I am an operations person, so I tend to like things that add value. If something doesn't add value, I want to "lean" it out (remove it for efficiency). How does that relate to coffee?

Let's be real, coffee is just dirty water to majority of Americans. We have had a surge in specialty coffee that is MUCH better (in every way) then what our parents drank. So why do people still buy coffee at Circle K (or other gas stations)? My position is that they do not see the value in specialty coffee.

I have in depth conversations with my friend about coffee and business and marketing and how they all tie together. I proposed to him that people determine what they like by the value they get. Someone who has lots of disposable income will value a $150 bottle of wine, when someone living off of $25k/year will taste it and say, "its good, but not worth $150." Why do two humans taste the same thing and think something completely different? Values.

My buddy heard this piece on NPR shortly after our conversation and he sent me the link (shared below). They discuss that people apply value to what they experience (both positive and negative). One of the speakers gives an example of a barista who explained to him where the coffee came from, how he was grinding it, how he was brewing it and then told him that it would be the best cup of coffee he ever drank. Guess what? It was! Why? Not because the coffee was better than any other, but because the barista took the time to add value to the cup of coffee. The person drinking that cup now realizes how much work was done to get him that perfect cup of coffee. When he drank it, all of the value added by the barista was applied to the experience of the drink. To two mixed to create a memorable (and valuable) experience to the drinker.

I do believe that if that coffee would have been crappy coffee that had been sitting on a burner for 2 hours and someone told him it was going to be the best cup of coffee he ever had, the drinker would have been able to taste the lie.

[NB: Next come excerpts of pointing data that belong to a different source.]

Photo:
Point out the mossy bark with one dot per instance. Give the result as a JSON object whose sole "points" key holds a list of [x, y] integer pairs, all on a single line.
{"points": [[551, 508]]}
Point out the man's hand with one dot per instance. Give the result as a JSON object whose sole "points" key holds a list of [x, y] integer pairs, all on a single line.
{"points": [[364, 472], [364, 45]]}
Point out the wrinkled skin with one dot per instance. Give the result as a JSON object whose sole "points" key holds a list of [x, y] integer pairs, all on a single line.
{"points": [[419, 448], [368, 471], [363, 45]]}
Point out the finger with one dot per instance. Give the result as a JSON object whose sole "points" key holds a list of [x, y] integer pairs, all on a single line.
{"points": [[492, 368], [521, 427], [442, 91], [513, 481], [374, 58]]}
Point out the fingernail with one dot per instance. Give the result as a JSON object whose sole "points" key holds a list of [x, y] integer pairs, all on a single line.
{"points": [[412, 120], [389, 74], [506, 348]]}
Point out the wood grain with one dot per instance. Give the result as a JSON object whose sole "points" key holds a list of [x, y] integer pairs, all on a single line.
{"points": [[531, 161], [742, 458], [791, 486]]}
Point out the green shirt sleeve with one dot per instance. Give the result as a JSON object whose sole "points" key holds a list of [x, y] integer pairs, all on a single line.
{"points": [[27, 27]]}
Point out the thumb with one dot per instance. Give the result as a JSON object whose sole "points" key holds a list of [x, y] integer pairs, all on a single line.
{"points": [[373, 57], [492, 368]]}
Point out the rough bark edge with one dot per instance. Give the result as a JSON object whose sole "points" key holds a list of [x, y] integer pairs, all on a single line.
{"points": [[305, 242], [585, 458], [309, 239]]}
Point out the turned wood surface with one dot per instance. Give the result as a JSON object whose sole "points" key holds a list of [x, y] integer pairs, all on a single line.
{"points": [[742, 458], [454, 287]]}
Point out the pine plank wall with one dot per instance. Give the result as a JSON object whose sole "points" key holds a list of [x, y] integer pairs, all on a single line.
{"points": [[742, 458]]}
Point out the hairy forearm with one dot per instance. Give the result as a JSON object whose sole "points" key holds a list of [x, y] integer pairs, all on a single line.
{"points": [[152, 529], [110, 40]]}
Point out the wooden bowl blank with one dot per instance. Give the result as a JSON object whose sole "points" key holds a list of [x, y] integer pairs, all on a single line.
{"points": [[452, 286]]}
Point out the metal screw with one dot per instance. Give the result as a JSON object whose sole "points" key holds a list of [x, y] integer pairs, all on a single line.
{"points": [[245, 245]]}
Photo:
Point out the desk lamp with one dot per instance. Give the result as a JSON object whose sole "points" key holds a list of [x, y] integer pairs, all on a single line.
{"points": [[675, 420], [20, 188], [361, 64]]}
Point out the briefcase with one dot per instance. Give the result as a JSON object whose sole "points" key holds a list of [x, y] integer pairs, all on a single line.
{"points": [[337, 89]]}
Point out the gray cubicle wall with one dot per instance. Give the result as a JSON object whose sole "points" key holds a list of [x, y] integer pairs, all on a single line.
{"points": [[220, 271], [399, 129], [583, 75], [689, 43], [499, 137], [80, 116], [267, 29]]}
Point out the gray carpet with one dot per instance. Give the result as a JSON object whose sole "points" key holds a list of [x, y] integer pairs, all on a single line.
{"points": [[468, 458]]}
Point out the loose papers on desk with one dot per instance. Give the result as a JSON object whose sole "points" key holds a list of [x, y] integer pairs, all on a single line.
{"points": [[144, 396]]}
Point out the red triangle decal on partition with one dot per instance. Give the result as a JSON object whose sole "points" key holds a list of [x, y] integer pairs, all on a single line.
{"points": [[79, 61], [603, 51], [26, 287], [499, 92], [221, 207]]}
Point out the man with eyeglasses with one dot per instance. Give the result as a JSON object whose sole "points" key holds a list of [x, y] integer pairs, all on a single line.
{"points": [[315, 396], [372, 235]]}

Now, to finish this blog of with a short rant: I get so tired of baristas who do not add value to the coffee they serve. I frequent a local coffee shop that has some of the best coffee in town. The people behind the counter have no idea what they are brewing or what it should taste like. I have spoken to the owner and know what kind of effort goes into making that coffee and it is impressive. This little shop could explode if the baristas just took 2 minutes to learn what they were brewing and share it with customers. I say this from my personal experience. Knowing what they do to make good coffee, I feel like I am donating $2.50 for a cup of coffee; where as, I feel screwed paying $2 for a cup at Starbucks.

I have also had quite a few Starbucks baristas tell me, "we arent' brewing that anymore, all I have is pour over." They say it so negatively that I have watched people buy americanos because of how they sold the pour over. Why not say, "I don't have it brewed right now, but a pour over is the freshest coffees you can have, brews right into your cup. If you don't mind waiting about two and half minutes..." The difference is value. The first approach took value away from pour over, the recommended approach added value to pour over. I bet people would ask for pour over in the future because they will believe it to be more fresh than standard brewing. It is all about the value we apply and associate to what we experience.

In the end, I believe we have to add value to our products. We don't want to be greasy salesmen. We do want our customers to understand what is awesome about our product and be able to articulate it to others. Once a customer can articulate what they enjoy, it makes it real for them and they will come back for more.